An additional tool for performance enhancement is to reduce the effective latency for fetching data. For example, the memory system could be made entirely from transistors (SRAM) rather than a combination of transistors and capacitors (DRAM). Such an architecture would be prohibitively expensive for most users, so many designs today call for a memory hierarchy featuring some SRAM and a lot of DRAM. This of course exploits the **principle of locality** in which data tends to be organized in arrays or accessed in loops.

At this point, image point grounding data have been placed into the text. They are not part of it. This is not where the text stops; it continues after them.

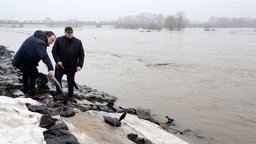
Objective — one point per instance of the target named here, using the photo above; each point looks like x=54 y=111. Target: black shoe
x=73 y=99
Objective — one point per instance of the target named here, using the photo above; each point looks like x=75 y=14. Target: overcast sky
x=97 y=10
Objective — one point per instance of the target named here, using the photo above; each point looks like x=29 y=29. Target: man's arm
x=55 y=51
x=81 y=55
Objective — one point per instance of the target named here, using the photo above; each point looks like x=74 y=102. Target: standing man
x=68 y=53
x=28 y=56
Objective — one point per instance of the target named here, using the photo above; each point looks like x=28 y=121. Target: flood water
x=204 y=80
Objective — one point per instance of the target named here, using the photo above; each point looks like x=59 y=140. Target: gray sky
x=97 y=10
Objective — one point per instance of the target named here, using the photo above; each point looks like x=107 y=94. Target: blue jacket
x=31 y=52
x=70 y=52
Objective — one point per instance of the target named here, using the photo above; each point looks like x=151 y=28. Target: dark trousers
x=59 y=72
x=29 y=82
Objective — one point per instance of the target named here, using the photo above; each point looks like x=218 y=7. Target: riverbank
x=88 y=126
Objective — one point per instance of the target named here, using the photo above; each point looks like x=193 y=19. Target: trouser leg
x=58 y=75
x=71 y=78
x=32 y=83
x=25 y=82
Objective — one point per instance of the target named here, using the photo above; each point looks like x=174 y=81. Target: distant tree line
x=225 y=22
x=153 y=21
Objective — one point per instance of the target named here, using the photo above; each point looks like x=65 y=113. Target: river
x=205 y=80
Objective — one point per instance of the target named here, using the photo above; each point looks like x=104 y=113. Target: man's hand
x=51 y=73
x=78 y=68
x=59 y=64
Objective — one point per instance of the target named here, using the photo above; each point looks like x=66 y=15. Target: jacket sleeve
x=81 y=55
x=55 y=51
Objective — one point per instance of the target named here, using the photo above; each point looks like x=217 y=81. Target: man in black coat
x=32 y=50
x=68 y=53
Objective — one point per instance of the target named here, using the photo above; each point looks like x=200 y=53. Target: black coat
x=32 y=50
x=70 y=52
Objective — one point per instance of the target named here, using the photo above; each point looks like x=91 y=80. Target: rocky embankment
x=94 y=119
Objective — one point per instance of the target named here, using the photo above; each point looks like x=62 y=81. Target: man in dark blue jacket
x=68 y=53
x=28 y=56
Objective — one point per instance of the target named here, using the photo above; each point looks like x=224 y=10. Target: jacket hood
x=41 y=35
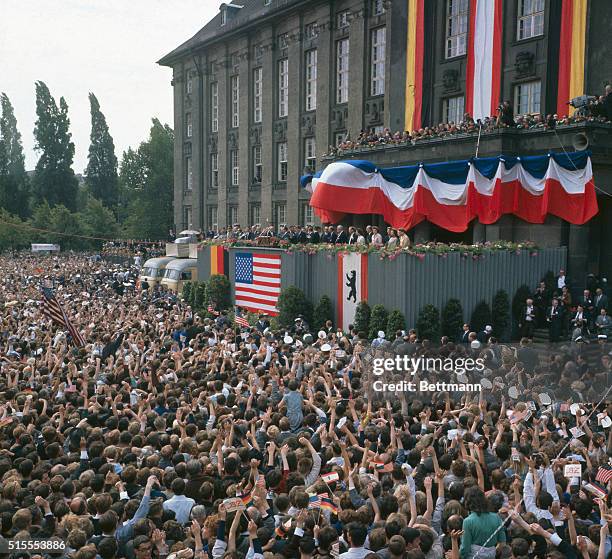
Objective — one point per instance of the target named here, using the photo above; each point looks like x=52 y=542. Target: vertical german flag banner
x=219 y=260
x=418 y=63
x=571 y=52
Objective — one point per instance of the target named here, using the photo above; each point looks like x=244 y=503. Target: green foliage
x=54 y=180
x=452 y=318
x=395 y=322
x=428 y=323
x=218 y=292
x=378 y=321
x=501 y=314
x=14 y=183
x=12 y=235
x=291 y=303
x=362 y=317
x=518 y=302
x=147 y=179
x=323 y=312
x=101 y=173
x=481 y=316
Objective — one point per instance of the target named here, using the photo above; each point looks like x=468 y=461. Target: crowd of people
x=388 y=237
x=599 y=110
x=173 y=435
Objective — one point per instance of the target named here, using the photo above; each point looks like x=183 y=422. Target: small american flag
x=240 y=320
x=604 y=474
x=257 y=281
x=53 y=310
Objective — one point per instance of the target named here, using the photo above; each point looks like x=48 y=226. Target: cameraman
x=505 y=115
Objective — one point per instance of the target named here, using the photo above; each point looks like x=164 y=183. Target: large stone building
x=263 y=89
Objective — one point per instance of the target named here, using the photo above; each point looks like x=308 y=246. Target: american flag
x=55 y=312
x=240 y=320
x=258 y=281
x=604 y=474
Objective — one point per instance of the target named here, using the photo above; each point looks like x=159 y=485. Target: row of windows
x=282 y=151
x=377 y=83
x=530 y=23
x=280 y=215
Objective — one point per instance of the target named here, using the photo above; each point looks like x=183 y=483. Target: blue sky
x=109 y=47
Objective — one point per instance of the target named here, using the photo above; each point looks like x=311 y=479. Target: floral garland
x=477 y=251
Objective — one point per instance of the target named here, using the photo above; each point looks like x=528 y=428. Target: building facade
x=263 y=90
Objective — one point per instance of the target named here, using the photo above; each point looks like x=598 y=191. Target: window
x=530 y=19
x=342 y=19
x=456 y=27
x=187 y=217
x=311 y=31
x=310 y=154
x=232 y=215
x=378 y=61
x=257 y=166
x=188 y=173
x=255 y=214
x=235 y=166
x=214 y=106
x=257 y=93
x=453 y=109
x=214 y=170
x=283 y=87
x=212 y=217
x=378 y=7
x=283 y=40
x=307 y=215
x=281 y=214
x=342 y=55
x=527 y=97
x=311 y=80
x=282 y=161
x=235 y=82
x=188 y=125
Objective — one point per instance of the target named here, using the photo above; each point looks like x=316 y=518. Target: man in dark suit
x=528 y=319
x=600 y=302
x=554 y=320
x=341 y=236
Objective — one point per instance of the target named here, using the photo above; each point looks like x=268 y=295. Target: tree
x=101 y=172
x=452 y=318
x=54 y=180
x=378 y=321
x=99 y=221
x=501 y=314
x=518 y=302
x=395 y=322
x=481 y=316
x=428 y=323
x=147 y=176
x=13 y=179
x=292 y=302
x=362 y=317
x=323 y=312
x=218 y=292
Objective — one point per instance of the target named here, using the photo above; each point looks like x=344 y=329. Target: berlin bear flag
x=352 y=286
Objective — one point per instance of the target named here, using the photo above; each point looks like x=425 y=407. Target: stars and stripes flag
x=257 y=281
x=53 y=310
x=604 y=474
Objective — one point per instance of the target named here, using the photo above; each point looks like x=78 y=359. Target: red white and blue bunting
x=454 y=193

Therefore, it is beneficial for a program to organize data to be accessed repeatedly and sequentially. Consider the follow matrix-matrix multiplication:

for ( i = 0; i < N; i++ ) for ( j = 0; j < N; j++ ) for ( k = 0; k < N; k++ ) C[i][j] += A[i][k] * B[k][j];

Languages like C have row-major ordering, in which the left-most index is interpreted first. Therefore, to improve locality of reference, the program should fix the row and vary the column. The variable `i` is used twice as a row index, `k` once as a row index, and `j` never as a row index. Therefore, the loop statement that iterates with `i` should be the outermost, the statement with `k` next, and `j` last. Thus, the above code should be transformed as follows:

for ( i = 0; i < N; i++ ) for ( k = 0; k < N; k++ ) for ( j = 0; j < N; j++ ) C[i][j] += A[i][k] * B[k][j];

All we've done here is swap the order of two loop statements. This operation is legal as addition is both commutative and associative. That is, the definition of the program is not changed when these two loop statements are swapped.

The performance gains from such a simple transformation can be tremendous as we have reduced the number of cache misses. The real beauty of this transformation, though, is that it requires no special hardware beyond what is already present on most machines. That is, this optimization can be performed on just about any platform.

As a general rule of thumb, locality is improved when the loop statements are structured such that immediate data accesses are all present within a cache block. Happy transformations!